Today's is not a simple vote for or against "peace". A "Yes" vote cannot deliver a permanent and complete cessation of violence. Since the signing of the latest agreement, there have been bombs, killings and punishment beatings. The so-called Real IRA is in business, ready to maim and murder. There will remain for some time a level of terrorist violence which is not tolerable but which will have to be tolerated. It is what terrorists sometimes call, in their warped language, "strictly modulated military activity". But this is nothing on the scale of the violence we would see if the agreement foundered. So while the Prime Minister has said the Government will be even tougher in the campaign against terrorists who reject the agreement, we have to realise that terrorism will not be eliminated altogether.
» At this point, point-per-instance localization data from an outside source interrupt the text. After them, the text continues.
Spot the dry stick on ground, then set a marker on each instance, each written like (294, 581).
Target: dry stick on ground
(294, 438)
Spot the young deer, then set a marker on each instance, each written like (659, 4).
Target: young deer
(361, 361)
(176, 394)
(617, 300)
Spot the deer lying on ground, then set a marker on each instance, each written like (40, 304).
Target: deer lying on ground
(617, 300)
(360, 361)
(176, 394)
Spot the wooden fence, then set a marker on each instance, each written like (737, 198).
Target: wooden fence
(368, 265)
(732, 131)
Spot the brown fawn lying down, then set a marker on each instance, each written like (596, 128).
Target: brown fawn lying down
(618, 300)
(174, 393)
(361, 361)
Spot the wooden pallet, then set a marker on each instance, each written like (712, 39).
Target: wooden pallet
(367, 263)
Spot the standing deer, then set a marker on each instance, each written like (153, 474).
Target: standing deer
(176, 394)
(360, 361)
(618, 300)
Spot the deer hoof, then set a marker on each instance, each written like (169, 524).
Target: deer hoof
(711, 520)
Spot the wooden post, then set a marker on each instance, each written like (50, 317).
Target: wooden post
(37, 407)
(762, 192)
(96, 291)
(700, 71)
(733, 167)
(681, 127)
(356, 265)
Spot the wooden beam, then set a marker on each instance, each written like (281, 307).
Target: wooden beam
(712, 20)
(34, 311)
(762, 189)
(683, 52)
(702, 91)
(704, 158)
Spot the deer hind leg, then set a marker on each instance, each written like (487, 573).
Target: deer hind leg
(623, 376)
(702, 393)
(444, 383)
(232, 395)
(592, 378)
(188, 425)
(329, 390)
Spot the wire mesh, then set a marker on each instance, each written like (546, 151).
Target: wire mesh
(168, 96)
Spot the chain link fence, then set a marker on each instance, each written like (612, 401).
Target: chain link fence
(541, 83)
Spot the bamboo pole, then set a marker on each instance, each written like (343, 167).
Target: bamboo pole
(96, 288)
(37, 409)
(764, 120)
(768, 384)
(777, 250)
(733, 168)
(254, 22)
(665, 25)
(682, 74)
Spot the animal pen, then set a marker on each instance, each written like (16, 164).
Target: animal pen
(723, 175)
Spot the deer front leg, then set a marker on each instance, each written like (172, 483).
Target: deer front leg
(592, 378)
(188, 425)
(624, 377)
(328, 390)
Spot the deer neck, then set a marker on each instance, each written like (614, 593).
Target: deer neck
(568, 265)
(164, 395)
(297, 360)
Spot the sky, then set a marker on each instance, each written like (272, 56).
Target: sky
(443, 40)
But even as the Government gets tough with the Real IRA and others, we should be clear that a "Yes" vote will also mean that the release of convicted terrorists will be speeded up. When the Government temporarily released the Balcombe Street gang and the Milltown cemetery murderer to attend triumphalist rallies it made a serious error. Instinctive revulsion was widely felt. It placed the settlement in the balance. But there will be more shows like that and they, too, will have to be endured, no matter how stomach-churning they may be. The fact that the Prime Minister has assured us that prisoners will be released only "on licence" and that "if there is any reoffending then they will come back inside" is a small palliative. Vote "Yes" but know that it entails some offence to victims and to natural justice.

The one thing that those who do vote "Yes" today have a legitimate right to expect is not to see the face of Gerry Adams or Martin McGuiness on their television screens above a caption reading "Minister in the Northern Ireland Government". Mr Adams, Mr McGuiness and their allies in the IRA have not renounced violence. If they had done so then the size of the "Yes" vote today would be in far less doubt. The Prime Minister has recognised this fear and explicitly promised that nobody who is engaged in terrorism can take their place in the government of Northern Ireland and that, if the organisations to which they are attached are engaged in violence or threatening violence they cannot take their place in the assembly itself. There must be no toleration of Sinn Fein passing themselves off as legitimate democrats whilst the IRA continues to believe that the Good Friday agreement is no more than a "significant development". As long as Mr Blair does not appease them, the best way to test Sinn Fein is to vote "Yes" and force them to renounce violence.

Despite the doubts, worries and fears that voters legitimately feel, to vote "No" would be by far the more certain way back to the abyss.